Reggio, Ztl della discordia. Tensioni Brunetti-Versace: 'E io che ci sono a fare?'

Tensioni interne alla maggioranza con vista...sulle prossime politiche. Domani conferenza di Forza Italia sulla vicenda Ztl

Reggio Calabria, Ztl della discordia, pronta a fare discutere reggini, turisti...e amministrazione comunale. A partire dall'8 agosto e fino al prossimo 30 settembre, sarà istituita la Zona a traffico limitato in diverse vie della città. Per questo motivo, la limitazione alla circolazione viaria sarà operativa dalle ore 20:00 alle ore 02:00 del giorno successivo.

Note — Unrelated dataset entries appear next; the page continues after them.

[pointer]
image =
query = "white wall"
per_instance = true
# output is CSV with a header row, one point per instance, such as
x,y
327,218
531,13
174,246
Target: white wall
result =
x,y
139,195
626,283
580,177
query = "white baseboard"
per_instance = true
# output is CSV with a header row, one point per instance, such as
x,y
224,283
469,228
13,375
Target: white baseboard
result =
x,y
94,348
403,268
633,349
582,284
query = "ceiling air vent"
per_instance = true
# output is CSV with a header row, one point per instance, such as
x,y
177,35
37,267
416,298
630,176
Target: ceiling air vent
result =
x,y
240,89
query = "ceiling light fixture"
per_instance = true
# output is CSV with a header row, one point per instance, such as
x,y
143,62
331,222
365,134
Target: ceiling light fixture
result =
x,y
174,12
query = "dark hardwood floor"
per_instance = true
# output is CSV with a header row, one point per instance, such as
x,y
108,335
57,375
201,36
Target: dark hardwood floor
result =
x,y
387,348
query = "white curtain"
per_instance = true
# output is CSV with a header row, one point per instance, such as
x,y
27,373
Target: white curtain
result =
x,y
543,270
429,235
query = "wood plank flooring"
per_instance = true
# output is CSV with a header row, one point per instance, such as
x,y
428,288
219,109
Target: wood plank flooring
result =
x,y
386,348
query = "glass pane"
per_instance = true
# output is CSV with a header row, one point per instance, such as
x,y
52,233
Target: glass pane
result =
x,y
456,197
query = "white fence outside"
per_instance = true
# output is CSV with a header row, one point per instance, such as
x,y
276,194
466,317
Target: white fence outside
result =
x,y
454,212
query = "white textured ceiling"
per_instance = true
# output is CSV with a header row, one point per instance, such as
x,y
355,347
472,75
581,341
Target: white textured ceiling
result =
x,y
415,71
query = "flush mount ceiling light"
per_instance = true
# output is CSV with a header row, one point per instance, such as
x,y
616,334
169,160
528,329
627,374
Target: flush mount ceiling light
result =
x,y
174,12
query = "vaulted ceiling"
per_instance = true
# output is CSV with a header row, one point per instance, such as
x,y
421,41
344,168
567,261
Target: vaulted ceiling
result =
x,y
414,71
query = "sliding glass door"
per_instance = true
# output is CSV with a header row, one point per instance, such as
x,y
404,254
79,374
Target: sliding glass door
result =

La scelta ha già causato il malumore di una parte della città, contraria ad un provvedimento che rischia di paralizzare il centro storico a 12 mesi dall'epoca dei dehors, presto archiviati per non dire dimenticati. I consiglieri comunali di Forza Italia, con ogni probabilità esterneranno le loro perplessità nel corso di una conferenza stampa organizzata per venerdi 5 agosto alle 11.30 in via Marina (angolo con via Roma).

La scelta di istituire la Ztl sembra aver causato tensioni anche all'interno della maggioranza, con un botta e risposta tra i due sindaci f.f. Brunetti e Versace. Quest'ultimo, secondo quanto raccolto, avrebbe appreso della decisione una volta resa ufficiale da Palazzo San Giorgio. Scelta dell'amministrazione non condivisa da Versace, che avrebbe preferito un confronto e una condivisione maggiore sul tema Ztl.

Il disappunto di Versace è relativo anche al fatto che, oltre che sindaco f.f. della MetroCity e consigliere comunale, ricopre il ruolo di presidente della Commissione Attività produttive, sviluppo economico e turismo. La Commissione che dovrebbe valutare, e in caso approvare, provvedimenti di questo tipo. 'E io che ci sono a fare?', avrebbe detto un amareggiato Versace, secondo alcuni fedelissimi pronto anche ad emettere una nota esprimendo contrarietà rispetto alla scelta di istituire la Ztl.

Al disappunto espresso da Versace, Brunetti avrebbe risposto sottolineando che una riunione di maggioranza nel quale si è discusso anche di Ztl si è tenuta, la scorsa settimana, ma è stata poco partecipata. L'assessore Angela Martino, stimolata sul tema avrebbe parlato di 'scelta condivisa' con il dirigente Zucco e gli assessori Mimmetto Battaglia e Giuggi Palmenta.

Pare inoltre che si sia tenuta nelle scorse settimane una riunione con le parti sociali e le associazioni di categoria, sulla possibilità di istituire la Ztl. Riunione che avrebbe visto come esito finale una fumata grigia, da qui ci sarebbe la sorpresa e il malumore di Versace nel vedere il provvedimento (senza il passaggio nella commissione deputata) venire alla luce.

Le tensioni tra i due f.f., rientrate in una dialettica politica senza arrivare ad un vero e proprio scontro, si incastrano alla perfezione in un periodo particolare. Entrambi infatti sono in odore di candidatura alle politiche del 25 settembre, da posizioni però decisamente diverse. Se Versace, da esponente del partito Azione guidato da Calenda, sarebbe un alleato del Pd (partito del sindaco sospeso Falcomatà, che lo aveva indicato quale vicesindaco nel giorno della sentenza Miramare) lo stesso discorso non vale per Brunetti, esponente di Italia Viva, partito di Renzi che correrà da solo alle urne.